How do you derive the area formula for a parallelogram?

Answer 1

Hint: At first, we divide the parallelogram into two triangles by joining any two opposite vertices. These two triangles are exactly the same (congruent) and thus have equal areas. The area of the parallelogram is the summation of the individual areas of the two triangles. We drop a perpendicular from a vertex to its opposite side to get an expression for the height of the triangles. The area of the individual triangle is ${\displaystyle \frac{1}{2}}\times base\times height$ .The area of the parallelogram being twice the area of the triangle, thus becomes after evaluation $base\times height$ .
Complete step by step answer:
The parallelogram can be divided into two triangles by constructing a diagonal by joining any two opposite vertices.

In the above figure, $\mathrm{\Delta }ABD$ and $\mathrm{\Delta }BCD$are the two such triangles. These two triangles have:
$AB=CD$ (as opposite sides of a parallelogram are equal)
$AD=BC$ (opposite sides of a parallelogram are equal)
$BD$ is common
Thus, the two triangles are congruent to each other by SSS axiom of congruence. Since, the areas of two congruent triangles are equal,
$\Rightarrow area\left(\mathrm{\Delta }ABD\right)=area\left(\mathrm{\Delta }BCD\right)$
Now, we need to find the area of $\mathrm{\Delta }ABD$ . We draw a perpendicular from $D$ to the side $AB$ and name it as $DE$ . Thus, $\mathrm{\Delta }ABD$ is now a triangle with base $AB$ and height $DE$ .
Then, the area of the $\mathrm{\Delta }ABD$ becomes
$area\left(\mathrm{\Delta }ABD\right)={\displaystyle \frac{1}{2}}\times base\times height$
$\Rightarrow area\left(\mathrm{\Delta }ABD\right)={\displaystyle \frac{1}{2}}\times AB\times DE$
The area of $\mathrm{\Delta }BCD$ being equal to that of $\mathrm{\Delta }ABD$ is also ${\displaystyle \frac{1}{2}}\times AB\times DE$ .
The area of the parallelogram $ABCD$ is the summation of the areas of the two triangles, which is
$\Rightarrow area\left(||gmABCD\right)=2\times {\displaystyle \frac{1}{2}}\times AB\times DE$
$\Rightarrow area\left(||gmABCD\right)=AB\times DE$
It is to be noted that the perpendicular $DE$ is also the height of the parallelogram $ABCD$ and the base $AB$ is also the base of the parallelogram $ABCD$ .
Thus, we can write the general expression of the formula of the area of a parallelogram as
$area\left(||gmABCD\right)=base\times height$
Where $base$ indicates any one of the sides and $height$ indicates the perpendicular distance between this side and its opposite side.
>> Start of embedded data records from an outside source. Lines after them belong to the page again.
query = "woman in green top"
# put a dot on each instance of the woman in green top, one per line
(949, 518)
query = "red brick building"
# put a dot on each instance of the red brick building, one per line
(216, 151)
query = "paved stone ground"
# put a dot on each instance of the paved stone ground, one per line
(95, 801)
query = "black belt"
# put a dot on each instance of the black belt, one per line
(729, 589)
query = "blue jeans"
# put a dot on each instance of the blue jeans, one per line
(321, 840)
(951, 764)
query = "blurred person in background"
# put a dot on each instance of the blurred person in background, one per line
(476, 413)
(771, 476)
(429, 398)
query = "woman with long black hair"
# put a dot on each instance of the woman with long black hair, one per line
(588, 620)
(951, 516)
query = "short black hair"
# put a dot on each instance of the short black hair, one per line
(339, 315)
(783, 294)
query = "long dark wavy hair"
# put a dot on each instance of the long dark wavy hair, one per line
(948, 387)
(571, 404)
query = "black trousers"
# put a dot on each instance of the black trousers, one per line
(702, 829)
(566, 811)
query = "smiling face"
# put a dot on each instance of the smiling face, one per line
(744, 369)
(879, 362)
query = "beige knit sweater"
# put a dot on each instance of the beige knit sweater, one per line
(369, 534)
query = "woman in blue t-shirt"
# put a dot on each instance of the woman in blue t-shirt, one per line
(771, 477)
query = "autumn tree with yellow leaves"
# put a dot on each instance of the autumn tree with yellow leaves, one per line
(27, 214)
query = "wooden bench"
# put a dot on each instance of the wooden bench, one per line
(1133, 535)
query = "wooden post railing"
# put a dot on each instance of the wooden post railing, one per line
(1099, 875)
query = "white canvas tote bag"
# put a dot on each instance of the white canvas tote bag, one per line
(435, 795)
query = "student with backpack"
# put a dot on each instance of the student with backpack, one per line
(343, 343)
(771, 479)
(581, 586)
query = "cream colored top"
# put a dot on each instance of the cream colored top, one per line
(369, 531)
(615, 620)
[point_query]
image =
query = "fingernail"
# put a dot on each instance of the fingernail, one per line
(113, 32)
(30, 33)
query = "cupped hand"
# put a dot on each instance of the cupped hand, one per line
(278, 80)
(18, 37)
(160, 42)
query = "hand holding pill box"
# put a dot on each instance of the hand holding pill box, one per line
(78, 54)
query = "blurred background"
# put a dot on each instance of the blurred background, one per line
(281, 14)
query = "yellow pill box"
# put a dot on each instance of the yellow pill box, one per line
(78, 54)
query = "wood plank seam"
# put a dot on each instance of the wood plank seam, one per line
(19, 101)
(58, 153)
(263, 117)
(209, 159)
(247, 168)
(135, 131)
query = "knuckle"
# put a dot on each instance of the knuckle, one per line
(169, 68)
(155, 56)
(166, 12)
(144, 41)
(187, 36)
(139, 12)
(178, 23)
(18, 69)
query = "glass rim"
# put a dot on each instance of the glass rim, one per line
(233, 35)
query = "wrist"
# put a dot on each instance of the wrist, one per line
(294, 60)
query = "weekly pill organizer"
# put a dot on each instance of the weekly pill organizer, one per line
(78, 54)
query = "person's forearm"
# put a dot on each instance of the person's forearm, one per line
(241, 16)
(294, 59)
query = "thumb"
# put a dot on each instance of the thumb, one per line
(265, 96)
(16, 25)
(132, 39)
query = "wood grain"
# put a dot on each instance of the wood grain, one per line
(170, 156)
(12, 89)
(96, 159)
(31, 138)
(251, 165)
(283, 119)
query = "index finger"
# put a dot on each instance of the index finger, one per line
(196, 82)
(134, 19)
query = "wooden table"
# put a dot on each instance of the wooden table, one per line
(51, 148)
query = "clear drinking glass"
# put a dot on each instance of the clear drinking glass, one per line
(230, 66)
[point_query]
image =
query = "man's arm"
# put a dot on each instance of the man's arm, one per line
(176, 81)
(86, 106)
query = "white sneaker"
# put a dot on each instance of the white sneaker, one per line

Note: Students must be careful while drawing the perpendicular and must remember that perpendicular must be drawn from the opposite side to the side taken as base. Area of a parallelogram can also be derived by assuming any two adjacent sides of it as two vectors say $\overrightarrow{a}$ and $\overrightarrow{b}$ . Then, the area becomes
$area\left(||gmABCD\right)=\overrightarrow{a}\times \overrightarrow{b}$